Every Sunday, Xing slips away for a few hours to spend time with her lover Scott, a dot-com executive whom she met at a party. Until recently, the two-year affair was almost purely sexual. "I told him maybe we should talk some more. Something more romantic, you know?" she laughs. While she has not explicitly told her husband Don about her affair, she describes her relationship with her sixty-two year old husband more as a friendship than a traditional marriage.
She doesn't expect to stay with Don forever, nor does she want to leave him for Scott. Though Xing plans on having a more "normal" (as she puts it) marriage one day, she does not exclude the possibility of having an affair. Xing does not see herself as a sexual adventurer, but rather as a woman who takes life as it comes. "I wouldn't go looking for it. But if it happens... " she trails off with a smile.
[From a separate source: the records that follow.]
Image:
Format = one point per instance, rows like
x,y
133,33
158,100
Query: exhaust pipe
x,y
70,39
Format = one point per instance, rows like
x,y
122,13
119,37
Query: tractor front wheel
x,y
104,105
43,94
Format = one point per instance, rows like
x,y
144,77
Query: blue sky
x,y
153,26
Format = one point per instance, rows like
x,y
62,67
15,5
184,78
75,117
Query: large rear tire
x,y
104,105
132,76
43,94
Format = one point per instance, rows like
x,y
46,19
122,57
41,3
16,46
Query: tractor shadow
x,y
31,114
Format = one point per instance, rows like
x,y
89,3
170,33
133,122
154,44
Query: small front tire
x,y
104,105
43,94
Xing's nonchalant attitude towards her relationships flies in the face of received wisdom on female infidelity. The traditional view of female philandering favors blaming the wife. In the classics, the fate of straying women -- even sympathetic characters like Anna Karenina and Emma Bovary -- was death. "Bad" wives seeking sexual thrills were portrayed as shallow, bitter hussies a la Mrs. Robinson.
Though vestiges of this just-say-no ethos are still with us, certain types of affairs are now condoned -- but only when the husband or the relationship is less than worthy. In this revised version, the straying wife is an unhappy woman looking for love. Take, for example, the overwrought and wildly sentimental movies like "The Bridges of Madison County" or "The English Patient." Big screen movies will allow the hero to dally with a woman married to an unsatisfactory mate. These days an adulteress is no longer the villain but she must always be a victim. It is the modern reworking of the Cinderella story with the husband playing the evil stepmother.
The Ideal Affair
The inner princess imprisoned by marriage who finds her release in infidelity is an image that recurs ad nauseam even in feminist books on female infidelity, except they tout self-fulfillment rather than love as the holy grail of female sexuality. Many feminists recast extra-marital affairs as a quest for sexual emancipation, self-discovery, or understanding. Infidelity becomes a symbolic blow against the tyranny of gender roles.
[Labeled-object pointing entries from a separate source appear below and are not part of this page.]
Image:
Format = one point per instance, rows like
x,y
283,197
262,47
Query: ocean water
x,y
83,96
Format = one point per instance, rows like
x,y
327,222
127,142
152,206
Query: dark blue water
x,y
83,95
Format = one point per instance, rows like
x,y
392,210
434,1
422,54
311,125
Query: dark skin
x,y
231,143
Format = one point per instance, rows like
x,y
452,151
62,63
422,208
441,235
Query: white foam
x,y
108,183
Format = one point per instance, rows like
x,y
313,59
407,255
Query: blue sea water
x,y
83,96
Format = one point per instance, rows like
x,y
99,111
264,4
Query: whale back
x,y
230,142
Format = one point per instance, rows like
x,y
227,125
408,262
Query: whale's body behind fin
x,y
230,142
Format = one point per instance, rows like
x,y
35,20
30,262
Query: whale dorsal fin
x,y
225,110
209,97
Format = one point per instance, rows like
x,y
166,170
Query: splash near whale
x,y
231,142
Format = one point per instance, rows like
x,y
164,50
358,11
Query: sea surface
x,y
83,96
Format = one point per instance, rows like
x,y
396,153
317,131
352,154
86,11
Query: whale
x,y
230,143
Feminists have a done a great job of reclaiming women's bodies when it comes to reproductive rights and premarital sex. But the standard feminist critique of adultery remains deeply flawed and even reactionary in effect if not intent. It has taken two basic tacks: challenge male philandering; justify female infidelity. But how can we do both without opening ourselves up to accusations of reverse-bias?
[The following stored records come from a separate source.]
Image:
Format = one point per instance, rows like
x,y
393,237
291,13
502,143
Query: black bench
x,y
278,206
The feminist solution has been to argue that women simply cheat for the "right" reasons -- be it sexual or emotional freedom. This in turn implies that the most widely acknowledged cause for male adultery -- the desire for variety -- is simply "wrong." And by making some affairs okay and others not, this woman-as-victim discourse reinforces the very mechanisms of guilt it claims to challenge. We end up pinning women to a higher standard than men, insisting that we offer the right kind of excuses to validate our indiscretions. Oddly enough, we now have to offer "good" enough reasons to be "bad."